ORM: Add `get_size_on_disk` method to `RemoteData` #6584

GeigerJ2 · 2024-10-15T16:00:05Z

Required for PR #6578.

By default, the get_size_on_disk method calls the method _get_size_on_disk_du that uses du to obtain the total directory size in bytes. If the call to du fails for whatever reason, recursive stat is being used, though, that is discouraged as stat returns the apparent size of files, not the actual disk usage.

I further extended the existing tests for RemoteData to use both, LocalTransport, as well as SshTransport, and test for the functionality added in this PR.

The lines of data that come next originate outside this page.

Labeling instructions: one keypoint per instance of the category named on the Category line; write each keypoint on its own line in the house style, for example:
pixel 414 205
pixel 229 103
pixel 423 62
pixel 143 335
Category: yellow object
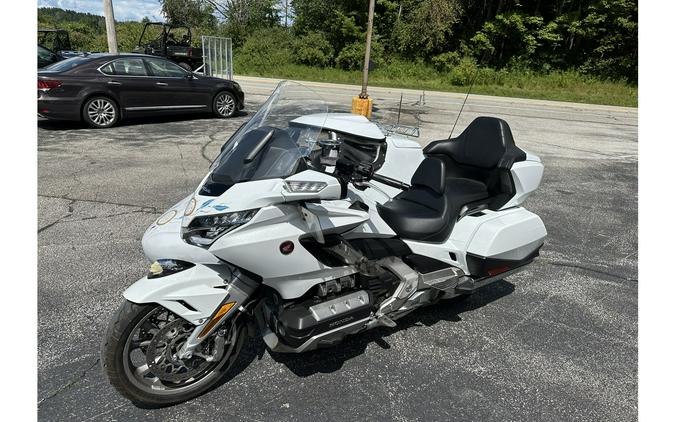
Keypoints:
pixel 362 106
pixel 217 317
pixel 155 268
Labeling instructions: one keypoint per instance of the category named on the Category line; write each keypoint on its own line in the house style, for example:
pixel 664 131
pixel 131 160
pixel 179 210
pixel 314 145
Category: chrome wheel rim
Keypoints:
pixel 161 322
pixel 101 112
pixel 225 104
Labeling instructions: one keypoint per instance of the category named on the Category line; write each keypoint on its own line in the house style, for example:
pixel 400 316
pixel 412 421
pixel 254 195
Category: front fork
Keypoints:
pixel 207 295
pixel 227 310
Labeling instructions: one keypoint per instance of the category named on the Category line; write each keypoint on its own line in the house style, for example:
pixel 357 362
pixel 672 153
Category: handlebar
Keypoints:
pixel 357 172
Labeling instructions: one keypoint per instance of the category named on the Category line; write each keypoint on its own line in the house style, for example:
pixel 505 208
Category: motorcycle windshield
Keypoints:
pixel 270 145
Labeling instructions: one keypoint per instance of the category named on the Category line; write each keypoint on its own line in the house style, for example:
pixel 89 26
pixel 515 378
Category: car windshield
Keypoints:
pixel 67 64
pixel 271 145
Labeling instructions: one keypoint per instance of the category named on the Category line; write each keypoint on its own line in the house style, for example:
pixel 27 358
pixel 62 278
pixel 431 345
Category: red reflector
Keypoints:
pixel 286 247
pixel 498 270
pixel 48 83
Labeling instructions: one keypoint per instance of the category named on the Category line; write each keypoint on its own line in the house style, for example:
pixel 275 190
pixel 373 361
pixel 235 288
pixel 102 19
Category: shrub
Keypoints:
pixel 265 49
pixel 313 49
pixel 444 62
pixel 464 72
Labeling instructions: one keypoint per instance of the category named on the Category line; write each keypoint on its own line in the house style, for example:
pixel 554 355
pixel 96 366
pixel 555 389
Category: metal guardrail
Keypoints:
pixel 405 130
pixel 217 56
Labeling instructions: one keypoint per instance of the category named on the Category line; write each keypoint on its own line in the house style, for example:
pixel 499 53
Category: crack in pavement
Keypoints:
pixel 70 383
pixel 60 219
pixel 63 219
pixel 586 268
pixel 122 204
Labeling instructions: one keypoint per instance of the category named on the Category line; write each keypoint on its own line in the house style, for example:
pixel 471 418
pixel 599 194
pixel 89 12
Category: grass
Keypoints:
pixel 558 86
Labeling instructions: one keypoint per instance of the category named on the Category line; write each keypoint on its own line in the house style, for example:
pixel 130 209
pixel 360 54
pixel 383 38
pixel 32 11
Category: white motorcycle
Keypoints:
pixel 311 226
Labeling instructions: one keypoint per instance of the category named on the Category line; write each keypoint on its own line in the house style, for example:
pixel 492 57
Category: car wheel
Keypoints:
pixel 100 112
pixel 224 104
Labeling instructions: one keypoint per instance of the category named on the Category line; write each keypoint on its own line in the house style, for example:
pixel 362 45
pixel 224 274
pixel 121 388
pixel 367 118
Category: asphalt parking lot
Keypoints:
pixel 557 342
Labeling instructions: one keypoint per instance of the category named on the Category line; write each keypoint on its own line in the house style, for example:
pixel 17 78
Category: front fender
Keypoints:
pixel 194 293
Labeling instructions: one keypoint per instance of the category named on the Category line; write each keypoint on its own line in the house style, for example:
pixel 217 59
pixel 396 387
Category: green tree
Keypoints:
pixel 189 12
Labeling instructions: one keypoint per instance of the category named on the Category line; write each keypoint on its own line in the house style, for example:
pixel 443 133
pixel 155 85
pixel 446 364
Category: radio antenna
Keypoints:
pixel 475 76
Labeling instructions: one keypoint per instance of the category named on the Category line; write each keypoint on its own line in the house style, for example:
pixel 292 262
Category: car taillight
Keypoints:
pixel 47 84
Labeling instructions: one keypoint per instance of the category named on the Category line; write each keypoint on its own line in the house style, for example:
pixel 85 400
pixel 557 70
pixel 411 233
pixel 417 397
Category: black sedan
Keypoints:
pixel 101 89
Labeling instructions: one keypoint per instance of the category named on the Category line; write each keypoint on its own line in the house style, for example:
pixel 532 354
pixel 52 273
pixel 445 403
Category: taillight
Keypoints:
pixel 47 84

Pinging also @npaulish, as she's currently working on retrieving RemoteData objects.

codecov · 2024-10-15T16:32:14Z

Codecov Report

Attention: Patch coverage is 82.60870% with 16 lines in your changes missing coverage. Please review.

Project coverage is 77.94%. Comparing base (c532b34) to head (9c3d2ba).
Report is 1 commits behind head on main.

Files with missing lines	Patch %	Lines
src/aiida/orm/nodes/data/remote/base.py	88.24%	8 Missing ⚠️
src/aiida/cmdline/commands/cmd_data/cmd_remote.py	50.00%	7 Missing ⚠️
src/aiida/common/utils.py	90.00%	1 Missing ⚠️

Additional details and impacted files

@@            Coverage Diff             @@
##             main    #6584      +/-   ##
==========================================
+ Coverage   77.92%   77.94%   +0.02%     
==========================================
  Files         563      563              
  Lines       41671    41761      +90     
==========================================
+ Hits        32467    32545      +78     
- Misses       9204     9216      +12

☔ View full report in Codecov by Sentry.
📢 Have feedback on the report? Share it here.

giovannipizzi · 2024-10-17T12:14:19Z

This is maybe machine-dependent, but rather than going via our API (that is more robust, but definitely going to be slower, I think) have a first "fast" option just running du -s and parsing the output (but careful about units! E.g. it uses "blocks", on some systems it's 512 or 2048bytes!! And if it fails, fall back to your solution?

GeigerJ2 · 2024-10-17T12:31:05Z

Note to self to run du via exec_command_wait method from transport.

khsrali

Thanks @GeigerJ2 please go through more pains that I imposed 😈

src/aiida/common/utils.py

src/aiida/orm/nodes/data/remote/base.py

tests/orm/nodes/data/test_remote.py

GeigerJ2

Not sure why my replies via the files GH tab appear as a review, but whatever... ^^

Thanks for the review @khsrali. I implemented most of your proposed changes!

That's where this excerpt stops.